W Internecie natychmiast rozgorzała dyskusja na temat tego, czy to aby trochę nie za wcześnie. Z roku na rok przesuwa się linia startu, wyznaczająca początek komercyjnego świętowania. Zapytaliśmy gliwiczan, co o tym sądzą.

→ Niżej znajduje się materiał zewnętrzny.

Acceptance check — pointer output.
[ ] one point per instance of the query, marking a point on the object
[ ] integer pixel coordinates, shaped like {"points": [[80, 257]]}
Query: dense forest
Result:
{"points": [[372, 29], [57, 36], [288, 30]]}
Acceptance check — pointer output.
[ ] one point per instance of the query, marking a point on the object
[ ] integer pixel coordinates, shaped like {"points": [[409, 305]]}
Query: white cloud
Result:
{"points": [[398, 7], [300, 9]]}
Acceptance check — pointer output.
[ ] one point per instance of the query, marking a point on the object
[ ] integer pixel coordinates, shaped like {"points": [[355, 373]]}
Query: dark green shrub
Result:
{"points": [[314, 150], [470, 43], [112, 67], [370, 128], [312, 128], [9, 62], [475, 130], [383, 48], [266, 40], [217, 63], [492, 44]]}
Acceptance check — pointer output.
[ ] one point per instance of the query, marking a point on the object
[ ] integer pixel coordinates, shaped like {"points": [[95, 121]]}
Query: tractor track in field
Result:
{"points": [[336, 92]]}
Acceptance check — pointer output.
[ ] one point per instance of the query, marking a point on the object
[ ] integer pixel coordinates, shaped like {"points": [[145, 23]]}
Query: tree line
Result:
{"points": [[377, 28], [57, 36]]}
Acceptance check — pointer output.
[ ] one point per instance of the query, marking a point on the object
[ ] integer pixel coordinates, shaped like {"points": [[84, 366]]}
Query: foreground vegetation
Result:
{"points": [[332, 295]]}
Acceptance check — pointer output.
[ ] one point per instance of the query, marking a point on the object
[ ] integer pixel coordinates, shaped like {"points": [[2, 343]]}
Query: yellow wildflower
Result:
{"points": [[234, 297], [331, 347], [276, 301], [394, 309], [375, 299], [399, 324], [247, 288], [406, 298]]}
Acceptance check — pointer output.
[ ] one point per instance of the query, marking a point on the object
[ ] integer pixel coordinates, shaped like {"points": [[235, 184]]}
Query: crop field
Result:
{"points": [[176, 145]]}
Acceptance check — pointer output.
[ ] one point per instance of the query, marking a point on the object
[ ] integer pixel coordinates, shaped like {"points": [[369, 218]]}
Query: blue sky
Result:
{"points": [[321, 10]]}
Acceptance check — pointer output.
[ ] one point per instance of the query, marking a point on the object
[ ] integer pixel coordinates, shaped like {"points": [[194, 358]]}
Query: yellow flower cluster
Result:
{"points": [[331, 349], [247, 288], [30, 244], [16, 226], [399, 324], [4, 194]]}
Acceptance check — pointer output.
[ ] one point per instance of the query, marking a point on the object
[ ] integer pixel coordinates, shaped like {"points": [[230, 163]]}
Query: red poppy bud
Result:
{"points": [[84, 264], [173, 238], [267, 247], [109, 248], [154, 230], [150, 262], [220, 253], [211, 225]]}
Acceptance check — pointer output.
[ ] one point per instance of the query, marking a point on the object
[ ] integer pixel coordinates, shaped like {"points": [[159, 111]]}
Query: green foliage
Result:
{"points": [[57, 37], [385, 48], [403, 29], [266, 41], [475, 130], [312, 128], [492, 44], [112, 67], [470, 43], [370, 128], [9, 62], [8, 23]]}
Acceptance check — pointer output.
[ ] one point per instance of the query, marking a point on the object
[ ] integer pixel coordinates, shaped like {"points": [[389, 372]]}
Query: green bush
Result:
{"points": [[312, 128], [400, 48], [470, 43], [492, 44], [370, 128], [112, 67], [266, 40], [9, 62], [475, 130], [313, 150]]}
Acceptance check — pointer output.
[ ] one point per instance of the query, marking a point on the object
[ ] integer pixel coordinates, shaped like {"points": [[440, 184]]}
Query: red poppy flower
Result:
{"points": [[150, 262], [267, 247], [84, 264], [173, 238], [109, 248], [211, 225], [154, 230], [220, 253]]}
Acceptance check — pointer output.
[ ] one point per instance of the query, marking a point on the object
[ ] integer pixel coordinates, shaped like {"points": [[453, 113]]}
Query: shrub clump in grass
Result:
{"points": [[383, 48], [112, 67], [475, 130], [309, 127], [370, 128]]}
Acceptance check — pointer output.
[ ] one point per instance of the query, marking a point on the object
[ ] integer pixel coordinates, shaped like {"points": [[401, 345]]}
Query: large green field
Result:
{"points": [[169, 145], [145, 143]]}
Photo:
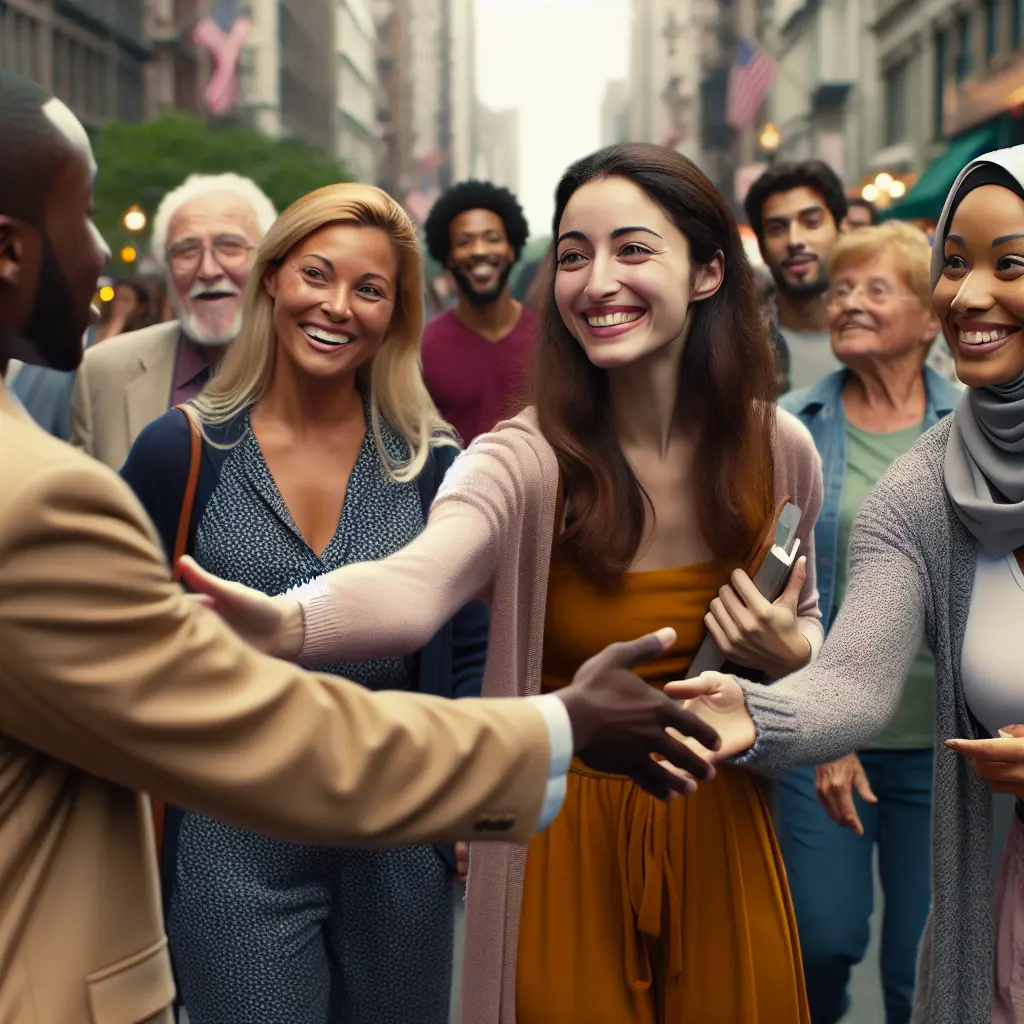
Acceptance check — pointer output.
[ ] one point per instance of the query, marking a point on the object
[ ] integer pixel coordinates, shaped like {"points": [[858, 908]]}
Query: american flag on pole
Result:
{"points": [[222, 34], [750, 79]]}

Ciężarówka coca-coli i zapach świątecznej kawy

Jeszcze kilka lat temu święta zwiastowały reklamy ciężarówki coca-coli i obraz pucułowatego Mikołaja, pijącego ten popularny trunek. Po nich zwykle pojawiała się świąteczna kawa, której zapach zwabiał podobnego jegomościa. Dziś obie marki przegrywają w przedbiegach z innymi pomysłami na szybkie wprowadzenie klientów w świąteczny nastrój. Zwykle sklepy i producenci rozpoczynają tego typu działania w tygodniu następującym po dniu Wszystkich Świętych. Czasem jednak nawet nieco go wyprzedzają. W Gliwicach niemało jest sklepów, na półkach których kuszą świąteczne dekoracje. Mamy także pierwszą choinkę, która stanęła przy ul. Toszeckiej.

A tradycja chce inaczej…

Trudno oczekiwać, że w sklepach choinkę ubierać się będzie w wigilię Bożego Narodzenia, tak jak z początku było to w zwyczaju. Na to od kiedy należy wprowadzać się w świąteczną atmosferę każdy ma swój własny pomysł, można jednak założyć, że 6 grudnia świat powinien już śpiewać „Last Christmas”, a w Polsce dodatkowo rozbrzmiewać mogą takie piosenki, jak „Jeden dzień w roku” czy „Pada śnieg”. Oczywiście, ze względów komercyjnych, sklepy wolą rozpocząć świętowanie wcześniej.

Kiedy miejskie choinki?

W tym roku ze względu na oszczędności ilość świątecznych ozdób będzie ograniczona. Jak wyjaśnia Iwona Janik, rzeczniczka prasowa gliwickiego MZUK-u, pod koniec przyszłego tygodnia na gliwickim Rynku rozpocznie się montaż kiosków jarmarcznych, a zaraz potem – budowa dużych choinek. Można się zatem spodziewać, że początek budowania miejskiego klimatu świąt zmieści się w tradycyjnych ramach i wystartuje wraz z początkiem grudnia. Od 10 listopada choinkę i inne świąteczne ozdoby oglądać można także w Ogrodach Malowanych Światłem, na Kąpielisku Leśnym.
 aku

Ania i Marcin
Choinki powinny się pojawić wtedy, kiedy zaczyna się Adwent, czyli 26 listopada. Na początku czy w połowie listopada to jednak trochę za wcześnie. Teraz napompowali święta, a jak przyjdą, nie będzie radości z choinek i ozdób świątecznych. Za długo to będzie trwało. Jest jeszcze ciepło, nie czuć zimy.

 

 

 

Wiesia
Życie nas chyba już przyzwyczaiło do tego, że to się teraz wszystko tak szybko odbywa. Na dekoracje świąteczne jest jednak za wcześnie – stawiałabym je na początku grudnia. Nie czuję jeszcze tej atmosfery. Choinka powinna stwarzać nastrój, a teraz jeszcze tak się nie dzieje. Nawet pogoda nie sprzyja. Choć przyznaję, że częściowo robię już zakupy świąteczne, żeby nie kupować wszystkiego na ostatnią chwilę.  

 

 

Halina (poza kadrem) i Zbigniew
To jest troszeczkę za wcześnie. To się już wszystko zdąży opatrzeć. Nie wzbudza takich emocji, jak wtedy, kiedy rozpoczynają się przygotowania przedświąteczne. Koniec listopada (zdaniem pani Haliny) lub początek grudnia (według pana Zbigniewa) to najlepsze momenty na dekorowanie sklepów. Nie teraz, zaraz po 1 listopada. To zdecydowanie za wcześnie.